I believe that design is a natural manifestation of playing games, and that gamers often start having their own design ideas once they are steeped enough in the hobby. I know there are enthusiasts who choose either to not pursue their own designs or to actively not pursue ideas that they have had, but I do also know that there are some gamers who are more than happy playing the games and whose brains seem not to function that way; I do not understand how that could be – how does your brain not try to synthesize what you know and create something new? – but I know that they exist.

On the other side, I also have difficulty understanding how someone could design games without playing them regularly and exploring all of the games that are out there.  I suppose the analogy would be me trying to write a movie script without having any training or experience, but even that analogy is not that accurate, since I would consider myself to have a better-than-average grasp of the medium. Perhaps it is more like me trying to coach a hockey team based on watching games; even though I do have almost a quarter-century (!) of hockey fandom to my name, I don’t think I would be able to coach in any way, shape, or form based on those experiences.

Then again, it may perhaps be a false dichotomy that is being established here, and I’m also not convinced that the two sides – game enthusiasm and game design – are as mutually exclusive as I might otherwise observe them to be in practice. Maybe there are a high number of game designers who have managed to strike the balance between their enthusiasm for the hobby and their drive to design.  Or maybe there are not a lot of game designers who are also game enthusiasts (as strange as that sounds), so it’s not an issue for them.

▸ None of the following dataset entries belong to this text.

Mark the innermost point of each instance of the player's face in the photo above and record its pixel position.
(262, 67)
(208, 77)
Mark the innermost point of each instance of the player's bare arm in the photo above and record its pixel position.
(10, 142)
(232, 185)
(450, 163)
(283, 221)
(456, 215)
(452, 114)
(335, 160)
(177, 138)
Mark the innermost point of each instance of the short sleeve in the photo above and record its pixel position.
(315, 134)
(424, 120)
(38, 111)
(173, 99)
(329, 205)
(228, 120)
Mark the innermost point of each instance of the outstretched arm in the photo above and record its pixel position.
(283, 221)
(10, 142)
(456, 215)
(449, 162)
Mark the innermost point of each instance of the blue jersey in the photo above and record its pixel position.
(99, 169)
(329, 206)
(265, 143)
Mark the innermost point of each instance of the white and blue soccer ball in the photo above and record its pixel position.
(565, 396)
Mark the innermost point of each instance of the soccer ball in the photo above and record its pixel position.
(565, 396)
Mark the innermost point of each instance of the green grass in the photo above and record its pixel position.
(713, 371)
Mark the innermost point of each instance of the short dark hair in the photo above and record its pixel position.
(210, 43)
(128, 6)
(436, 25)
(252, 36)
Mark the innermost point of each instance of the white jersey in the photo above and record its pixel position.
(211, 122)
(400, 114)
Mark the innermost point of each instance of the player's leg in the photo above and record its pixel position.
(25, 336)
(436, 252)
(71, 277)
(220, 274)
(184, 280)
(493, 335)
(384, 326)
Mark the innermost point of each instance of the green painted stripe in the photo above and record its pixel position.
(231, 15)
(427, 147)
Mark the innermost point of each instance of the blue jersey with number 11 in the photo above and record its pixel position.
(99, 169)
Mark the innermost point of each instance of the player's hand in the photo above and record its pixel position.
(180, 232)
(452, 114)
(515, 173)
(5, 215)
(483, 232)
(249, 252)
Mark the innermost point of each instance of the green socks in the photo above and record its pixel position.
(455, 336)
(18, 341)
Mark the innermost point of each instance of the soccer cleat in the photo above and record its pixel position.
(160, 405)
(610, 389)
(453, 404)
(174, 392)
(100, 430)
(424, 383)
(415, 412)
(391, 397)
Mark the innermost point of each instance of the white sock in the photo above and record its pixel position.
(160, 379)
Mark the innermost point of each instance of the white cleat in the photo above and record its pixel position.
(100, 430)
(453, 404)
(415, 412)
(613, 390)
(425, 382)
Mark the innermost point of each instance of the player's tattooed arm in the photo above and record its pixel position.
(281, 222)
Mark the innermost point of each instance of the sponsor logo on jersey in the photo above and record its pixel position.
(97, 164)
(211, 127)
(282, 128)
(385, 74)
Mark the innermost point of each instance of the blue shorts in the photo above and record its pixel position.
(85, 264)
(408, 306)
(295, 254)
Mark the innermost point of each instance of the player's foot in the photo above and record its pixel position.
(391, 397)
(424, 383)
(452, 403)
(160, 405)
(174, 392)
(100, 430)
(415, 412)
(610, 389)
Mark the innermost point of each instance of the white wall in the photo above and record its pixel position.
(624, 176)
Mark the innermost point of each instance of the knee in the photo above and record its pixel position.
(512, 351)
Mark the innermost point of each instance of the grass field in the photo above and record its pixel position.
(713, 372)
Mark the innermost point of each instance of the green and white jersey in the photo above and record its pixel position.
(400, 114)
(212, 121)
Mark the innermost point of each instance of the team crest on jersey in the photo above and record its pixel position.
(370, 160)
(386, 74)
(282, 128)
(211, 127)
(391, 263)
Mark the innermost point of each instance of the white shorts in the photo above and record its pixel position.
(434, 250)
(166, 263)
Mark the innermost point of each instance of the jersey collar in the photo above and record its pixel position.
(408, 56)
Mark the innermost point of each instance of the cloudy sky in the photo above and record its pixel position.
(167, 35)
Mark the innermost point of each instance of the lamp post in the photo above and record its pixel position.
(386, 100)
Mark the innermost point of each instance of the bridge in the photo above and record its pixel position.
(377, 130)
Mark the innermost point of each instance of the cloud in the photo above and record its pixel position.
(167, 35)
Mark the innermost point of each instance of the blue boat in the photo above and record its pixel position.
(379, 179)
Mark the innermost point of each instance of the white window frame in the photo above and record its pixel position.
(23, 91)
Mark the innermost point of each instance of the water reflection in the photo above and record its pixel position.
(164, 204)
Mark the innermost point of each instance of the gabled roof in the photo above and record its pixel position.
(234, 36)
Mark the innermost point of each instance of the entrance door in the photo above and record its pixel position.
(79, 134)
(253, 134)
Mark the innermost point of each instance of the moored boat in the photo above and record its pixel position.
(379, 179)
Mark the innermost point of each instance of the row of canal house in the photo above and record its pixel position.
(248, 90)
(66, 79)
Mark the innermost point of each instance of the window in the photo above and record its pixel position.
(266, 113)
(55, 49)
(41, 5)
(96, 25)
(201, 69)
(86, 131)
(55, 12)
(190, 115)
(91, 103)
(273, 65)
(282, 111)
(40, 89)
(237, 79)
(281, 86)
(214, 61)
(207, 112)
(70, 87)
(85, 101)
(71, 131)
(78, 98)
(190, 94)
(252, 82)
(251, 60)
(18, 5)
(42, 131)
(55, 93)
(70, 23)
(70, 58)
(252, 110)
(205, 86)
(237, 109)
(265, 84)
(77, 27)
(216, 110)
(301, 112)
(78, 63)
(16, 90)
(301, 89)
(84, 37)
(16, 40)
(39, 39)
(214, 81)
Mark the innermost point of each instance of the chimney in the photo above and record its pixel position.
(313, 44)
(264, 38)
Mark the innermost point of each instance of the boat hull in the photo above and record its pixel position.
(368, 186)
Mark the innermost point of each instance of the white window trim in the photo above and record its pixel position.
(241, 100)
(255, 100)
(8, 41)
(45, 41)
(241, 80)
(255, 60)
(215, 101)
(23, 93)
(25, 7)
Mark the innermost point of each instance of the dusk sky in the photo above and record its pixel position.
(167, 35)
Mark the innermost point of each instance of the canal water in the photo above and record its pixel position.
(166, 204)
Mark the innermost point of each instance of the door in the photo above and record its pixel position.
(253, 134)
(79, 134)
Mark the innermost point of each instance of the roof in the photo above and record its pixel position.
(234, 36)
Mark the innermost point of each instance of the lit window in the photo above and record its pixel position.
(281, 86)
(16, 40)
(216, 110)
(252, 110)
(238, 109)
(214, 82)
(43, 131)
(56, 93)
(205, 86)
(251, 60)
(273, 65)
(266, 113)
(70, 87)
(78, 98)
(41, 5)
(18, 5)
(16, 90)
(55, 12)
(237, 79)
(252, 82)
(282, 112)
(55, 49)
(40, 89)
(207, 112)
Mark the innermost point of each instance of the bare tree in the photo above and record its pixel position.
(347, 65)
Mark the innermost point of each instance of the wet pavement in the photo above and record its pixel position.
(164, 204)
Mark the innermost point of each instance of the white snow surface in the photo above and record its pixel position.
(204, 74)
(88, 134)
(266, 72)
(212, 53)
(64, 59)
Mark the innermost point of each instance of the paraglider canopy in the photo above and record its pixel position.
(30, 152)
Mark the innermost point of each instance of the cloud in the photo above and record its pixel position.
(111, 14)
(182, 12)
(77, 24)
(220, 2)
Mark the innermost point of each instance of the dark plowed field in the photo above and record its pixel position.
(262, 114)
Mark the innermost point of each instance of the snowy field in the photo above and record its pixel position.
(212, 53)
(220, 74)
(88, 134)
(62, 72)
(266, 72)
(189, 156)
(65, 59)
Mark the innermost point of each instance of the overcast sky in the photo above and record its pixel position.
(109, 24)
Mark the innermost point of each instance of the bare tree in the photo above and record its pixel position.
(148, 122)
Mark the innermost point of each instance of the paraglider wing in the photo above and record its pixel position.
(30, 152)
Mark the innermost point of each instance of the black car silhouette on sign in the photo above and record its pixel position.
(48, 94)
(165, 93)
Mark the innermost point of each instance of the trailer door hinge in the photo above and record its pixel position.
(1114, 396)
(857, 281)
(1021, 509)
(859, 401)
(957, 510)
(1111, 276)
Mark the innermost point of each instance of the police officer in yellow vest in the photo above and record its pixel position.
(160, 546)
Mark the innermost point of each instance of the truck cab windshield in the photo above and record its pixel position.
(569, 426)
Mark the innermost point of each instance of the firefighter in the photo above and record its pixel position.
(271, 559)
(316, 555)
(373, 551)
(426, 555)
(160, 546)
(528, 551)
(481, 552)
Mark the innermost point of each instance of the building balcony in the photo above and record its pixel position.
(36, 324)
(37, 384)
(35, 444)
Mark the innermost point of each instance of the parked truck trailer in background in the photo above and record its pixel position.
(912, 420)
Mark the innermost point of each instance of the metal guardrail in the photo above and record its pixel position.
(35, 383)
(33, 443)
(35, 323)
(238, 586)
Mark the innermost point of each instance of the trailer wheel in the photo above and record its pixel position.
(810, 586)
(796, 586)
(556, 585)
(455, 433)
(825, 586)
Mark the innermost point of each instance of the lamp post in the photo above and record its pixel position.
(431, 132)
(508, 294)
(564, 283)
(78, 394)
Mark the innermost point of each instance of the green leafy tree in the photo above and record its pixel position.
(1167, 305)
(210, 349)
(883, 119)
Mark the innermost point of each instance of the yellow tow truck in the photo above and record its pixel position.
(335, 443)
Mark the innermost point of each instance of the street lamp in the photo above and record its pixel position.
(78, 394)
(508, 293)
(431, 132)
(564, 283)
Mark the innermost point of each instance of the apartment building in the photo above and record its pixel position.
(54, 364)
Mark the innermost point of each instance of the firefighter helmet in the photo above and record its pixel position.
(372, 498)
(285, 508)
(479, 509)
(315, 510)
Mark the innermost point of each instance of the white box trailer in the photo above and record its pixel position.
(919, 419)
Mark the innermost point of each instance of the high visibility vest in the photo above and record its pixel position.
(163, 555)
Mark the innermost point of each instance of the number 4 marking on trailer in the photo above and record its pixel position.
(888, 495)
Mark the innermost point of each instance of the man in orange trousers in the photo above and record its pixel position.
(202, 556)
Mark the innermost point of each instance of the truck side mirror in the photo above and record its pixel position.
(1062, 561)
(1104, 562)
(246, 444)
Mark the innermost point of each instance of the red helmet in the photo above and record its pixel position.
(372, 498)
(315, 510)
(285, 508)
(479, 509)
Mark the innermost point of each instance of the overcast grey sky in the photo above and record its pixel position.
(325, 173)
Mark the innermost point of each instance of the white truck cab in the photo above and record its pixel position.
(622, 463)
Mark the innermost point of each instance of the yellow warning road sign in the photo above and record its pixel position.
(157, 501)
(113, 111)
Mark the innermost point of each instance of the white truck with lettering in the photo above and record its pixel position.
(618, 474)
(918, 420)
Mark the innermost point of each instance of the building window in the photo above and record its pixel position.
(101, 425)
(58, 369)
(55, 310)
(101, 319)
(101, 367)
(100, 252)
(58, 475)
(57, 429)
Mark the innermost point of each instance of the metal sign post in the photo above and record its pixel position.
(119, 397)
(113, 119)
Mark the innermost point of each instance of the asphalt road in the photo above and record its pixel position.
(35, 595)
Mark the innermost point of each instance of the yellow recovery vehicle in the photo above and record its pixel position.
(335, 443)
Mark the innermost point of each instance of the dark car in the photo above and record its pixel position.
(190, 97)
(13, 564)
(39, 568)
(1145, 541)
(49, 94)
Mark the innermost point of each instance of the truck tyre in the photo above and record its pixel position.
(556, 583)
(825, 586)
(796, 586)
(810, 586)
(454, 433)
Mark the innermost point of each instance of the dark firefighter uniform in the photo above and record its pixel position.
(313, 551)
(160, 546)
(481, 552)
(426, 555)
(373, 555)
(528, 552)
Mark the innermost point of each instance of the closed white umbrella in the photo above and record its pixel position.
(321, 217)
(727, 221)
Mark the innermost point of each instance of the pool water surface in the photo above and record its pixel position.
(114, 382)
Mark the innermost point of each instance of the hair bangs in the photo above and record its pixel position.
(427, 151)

I will admit, however, that I have found in my experience that my design “suffers” from my enthusiasm for board gaming – or at least that I have difficulty pursuing both sides of the hobby to the extent that I would wish. I attend a games night weekly and I play several other times in a month for an average of nine or ten total plays each week, whereas I spend only a few hours on design and relatively few of those thirty-plus plays in a month on play tests (of either my own or others’ designs). Furthermore, I have the sense sometimes that when I am play testing that it is taking away from my gaming time (and vice versa).

There are a few designers out there like me who remain avid gamers, but from my (admittedly fairly narrow) experience, it does seem like a seemingly high number of designers not only do not play many new games, but that they do not play many games, period.  Since most gamers and designers, like me, are not pursuing either of these practices professionally (as there are very few people in the world who do), we all have the finite limitations of time and energy with which to deal, and so maybe it’s not a false dichotomy after all.

Maybe, then, it’s not really possible to be both an actively avid gamer and a consistent game designer. Maybe one needs to give way to the other for the “balance” to work, and maybe the fact that most designers seem to eschew broader gaming is an indication that it really is not that possible to do both avid gaming and design.

I am not sure what is going to happen with me. I would love to be doing more design work, but I’m not at a point at which I am willing to sacrifice my own enthusiasm for games to do it. So then, in light of this conversation, I wonder if I am doomed to either having to give up playing as many games as I do or I am destined to spend less time on game design than I would like.

So here’s the question for game designers: do you also avidly play games, and if so, (how) do you balance your gaming habits with your design habits? Has that balance involved giving up gaming, or do you think that it’s possible to be an avid gamer and a game designer?